Isabel, atônita com a declaração, vivendo aquele momento de profundo entrosamento, comentou, emocionada:
--Estás cheio de razão, meu querido, no que dizes tão sabiamente. Somente uma grande verdade existe neste nosso imenso sofrimento, Antônio. É o fato de nos amarmos. E isso é tão forte em nós, que nada e nem ninguém terá o direito de macular esta nossa realidade. E digo-te com segurança que nada mais me aflige, não depois de ouvir e conscientizar-me da grande verdade que nos traz tanta felicidade. Nós nos amamos, Antônio, e, certo ou errado, estamos juntos legalmente, o que é para mim o mais importante de tudo, meu querido. Nada mais me importa. A partir deste momento, proponho-me a dar-lhes a notícia assim que chegarem, revelando-lhes nossos sentimentos e nossas razões e, se mesmo assim, abrindo-lhes nossos corações, não aceitarem o que está tão óbvio, certamente, com o tempo, eles vão entender e nos abençoar. Agora, se ainda insistirem em não aceitar, e nos criticarem, isto não deverá nos importar, querido, pois estaremos juntos e somente nós... Somente nós é que podemos entender nossos reais motivos para a grande opção que tomamos certo dia, para o futuro de nossas vidas, meu amor. Eu te amo, meu marido, meu Antônio... Eu te amo, como jamais pensei amar alguém... Este foi o maior e único motivo que tive para aceitar- te em casamento, disse Isabel, enquanto acariciava a farta cabeleira preta, agora já mesclada de fios prata, deixando-o ainda mais belo. Tomara coragem de olhar a vida que eles levavam, por opção dos dois, com muita seriedade. Ainda acariciando aqueles cabelos, abaixando-se, beijou-os, levantando aquela cabeça tão querida e olhando-o nos olhos profundamente, de onde pela primeira vez via descerem lágrimas, emocionando-a.

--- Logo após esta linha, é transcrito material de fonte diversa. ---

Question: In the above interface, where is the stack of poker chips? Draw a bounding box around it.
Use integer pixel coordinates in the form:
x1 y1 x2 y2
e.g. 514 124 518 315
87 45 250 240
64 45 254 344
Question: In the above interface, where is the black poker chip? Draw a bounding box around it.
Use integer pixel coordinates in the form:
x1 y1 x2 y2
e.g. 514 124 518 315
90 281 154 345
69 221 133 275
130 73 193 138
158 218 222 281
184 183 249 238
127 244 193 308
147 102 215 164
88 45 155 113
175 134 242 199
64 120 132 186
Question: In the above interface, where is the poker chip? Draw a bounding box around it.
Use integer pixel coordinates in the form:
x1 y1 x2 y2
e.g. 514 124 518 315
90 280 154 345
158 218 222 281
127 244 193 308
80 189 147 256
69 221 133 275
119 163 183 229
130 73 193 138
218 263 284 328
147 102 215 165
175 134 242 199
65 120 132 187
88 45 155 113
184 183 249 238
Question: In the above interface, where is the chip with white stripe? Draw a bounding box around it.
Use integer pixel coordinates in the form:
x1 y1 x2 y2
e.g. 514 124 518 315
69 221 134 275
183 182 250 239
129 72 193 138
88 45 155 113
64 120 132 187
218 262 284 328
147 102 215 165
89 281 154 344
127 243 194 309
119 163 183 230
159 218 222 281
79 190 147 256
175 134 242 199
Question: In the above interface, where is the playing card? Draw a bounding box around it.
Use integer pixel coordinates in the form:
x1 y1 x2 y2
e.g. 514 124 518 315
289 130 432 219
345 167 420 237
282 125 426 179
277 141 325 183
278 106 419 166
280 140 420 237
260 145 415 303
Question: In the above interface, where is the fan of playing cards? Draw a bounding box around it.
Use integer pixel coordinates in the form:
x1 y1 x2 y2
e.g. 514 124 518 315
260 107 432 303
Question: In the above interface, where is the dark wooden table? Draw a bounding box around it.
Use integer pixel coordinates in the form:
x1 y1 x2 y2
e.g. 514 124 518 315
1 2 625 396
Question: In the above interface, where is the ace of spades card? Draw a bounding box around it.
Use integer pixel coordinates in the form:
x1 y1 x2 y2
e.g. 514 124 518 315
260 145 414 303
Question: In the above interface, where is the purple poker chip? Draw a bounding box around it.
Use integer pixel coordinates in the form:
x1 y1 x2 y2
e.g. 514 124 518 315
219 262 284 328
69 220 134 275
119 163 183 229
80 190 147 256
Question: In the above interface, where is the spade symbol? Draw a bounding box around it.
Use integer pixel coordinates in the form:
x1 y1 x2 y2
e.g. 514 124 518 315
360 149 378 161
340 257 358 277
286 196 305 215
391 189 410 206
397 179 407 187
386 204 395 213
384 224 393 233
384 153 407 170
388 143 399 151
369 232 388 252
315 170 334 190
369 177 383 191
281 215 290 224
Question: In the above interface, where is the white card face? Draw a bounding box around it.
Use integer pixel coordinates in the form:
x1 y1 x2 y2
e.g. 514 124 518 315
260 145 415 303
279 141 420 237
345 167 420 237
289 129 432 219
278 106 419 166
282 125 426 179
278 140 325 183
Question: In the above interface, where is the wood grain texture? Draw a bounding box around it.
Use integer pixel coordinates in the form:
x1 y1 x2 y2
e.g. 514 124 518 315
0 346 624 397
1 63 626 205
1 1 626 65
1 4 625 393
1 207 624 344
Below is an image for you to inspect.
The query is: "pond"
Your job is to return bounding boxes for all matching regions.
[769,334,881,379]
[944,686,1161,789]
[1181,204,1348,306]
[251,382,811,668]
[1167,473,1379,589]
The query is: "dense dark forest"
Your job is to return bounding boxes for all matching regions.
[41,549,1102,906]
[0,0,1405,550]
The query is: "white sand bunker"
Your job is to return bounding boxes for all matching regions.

Antônio não resistiu à sinceridade daquela declaração. Emocionado com a coragem e a determinação de sua menina, ele, com lágrimas descendo-lhe pelo rosto, foi quem falou:
--Este também foi o único e predominante motivo que me levou um dia, em completo desespero, a pedir-te que te casasses comigo, pois também te amo. Eu te amo de forma total, pois que não existo por mim, mas por ti. Amo a criaturinha mais complexa que tive o prazer de descobrir tão cedo, amo teu jeito complicado
de ser, teu jeito de viver plenamente, teu jeito simples e espontâneo, amo com paixão esse teu jeito de amar,
minha eterna menina.
Abraçando-se, procuravam fundir-se na coragem daquelas palavras, que para eles muito significavam. Beijaram-se com a paixão que ainda os envolvia, sendo difícil para ambos apartarem-se naquele momento para retomarem a razão e partirem para a lida do dia. Agora, mais dispostos e confiantes, pois, pela segunda vez, decidiam o futuro de suas vidas.